What does “appropriately ambitious” mean?

We have two SCOTUS cases about what FAPE means.  The first was in 1982, involving Amy Rowley, a very bright little girl with a hearing impairment.  The second was in 2017, involving Endrew F. who was functioning below grade level due to the severity of his disabilities.

Since Endrew F. most of the cases about FAPE have been about students like Endrew—students who were functioning below grade level. Today I want to tell you about a case involving a student who was more like Amy Rowley—a bright student making good grades despite his disability.  The parents pulled him out of public school and placed him in a ritzy private school (the school’s website lists tuition for the 2021-22 school year as $41,000) that serves students with disabilities, where he did very well.    The parents emphasized the language in Endrew that called for an “appropriately ambitious” IEP.  However, the court pointed out IDEA, including as it is interpreted in Endrew, only requires an appropriate education—not the ideal. Moreover, the public school offered a placement in a less restrictive environment than the private school that only served students with disabilities.

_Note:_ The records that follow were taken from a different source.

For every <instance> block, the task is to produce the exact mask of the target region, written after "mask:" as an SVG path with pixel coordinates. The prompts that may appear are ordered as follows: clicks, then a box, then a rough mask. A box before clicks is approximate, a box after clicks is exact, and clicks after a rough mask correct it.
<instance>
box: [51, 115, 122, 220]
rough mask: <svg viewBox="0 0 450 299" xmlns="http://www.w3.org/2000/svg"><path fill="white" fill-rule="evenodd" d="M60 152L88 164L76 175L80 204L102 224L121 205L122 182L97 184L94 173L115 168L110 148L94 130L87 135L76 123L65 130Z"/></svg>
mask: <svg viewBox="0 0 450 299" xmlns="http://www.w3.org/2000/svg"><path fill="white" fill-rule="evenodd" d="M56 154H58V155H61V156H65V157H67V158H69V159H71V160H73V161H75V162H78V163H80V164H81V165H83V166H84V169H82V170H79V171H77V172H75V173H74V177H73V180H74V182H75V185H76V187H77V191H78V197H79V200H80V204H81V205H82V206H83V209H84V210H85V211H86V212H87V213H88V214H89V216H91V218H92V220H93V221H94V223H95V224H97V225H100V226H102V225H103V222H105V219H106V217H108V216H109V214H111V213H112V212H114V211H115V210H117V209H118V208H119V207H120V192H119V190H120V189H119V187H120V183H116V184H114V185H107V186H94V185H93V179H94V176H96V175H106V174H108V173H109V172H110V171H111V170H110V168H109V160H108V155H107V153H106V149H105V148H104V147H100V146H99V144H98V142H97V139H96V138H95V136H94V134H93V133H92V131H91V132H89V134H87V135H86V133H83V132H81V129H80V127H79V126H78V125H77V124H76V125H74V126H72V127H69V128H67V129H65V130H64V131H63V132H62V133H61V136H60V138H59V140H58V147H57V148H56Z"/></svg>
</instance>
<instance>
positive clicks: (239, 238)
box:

Thus the court ruled in favor of the school district, denying the parental request for tuition reimbursement.

This is one of many cases in which a hearing officer finds the testimony of classroom teachers to be more persuasive than the testimony of independent experts retained by the parent.  The hearing officer conducted a six-day hearing and issued a 35-page opinion in favor of the school district. The federal court affirmed, primarily based on the credibility determinations of the hearing officer. The court noted that one of the experts who testified on behalf of the parent never observed the child in the general education classroom, and thus gave an opinion that was “at odds with the first-hand accounts of D.H.’s classroom and special education teachers who worked with D.H. daily.”  The second expert did not observe the student at school and “did not speak with [district] teachers who worked with D.H. on a daily basis.”

In special education litigation, the best experts are usually right there in your classrooms.  Here we have yet another example of this.

It’s D.H. v. Fairfax County School Board, decided by the federal court for the Eastern District of Virginia on January 19, 2021. It’s on Special Ed Connection at 78 IDELR 39.

DAWG BONE: WHAT COUNTS THE MOST IS DAY-TO-DAY EXPERIENCE WITH THE STUDENT.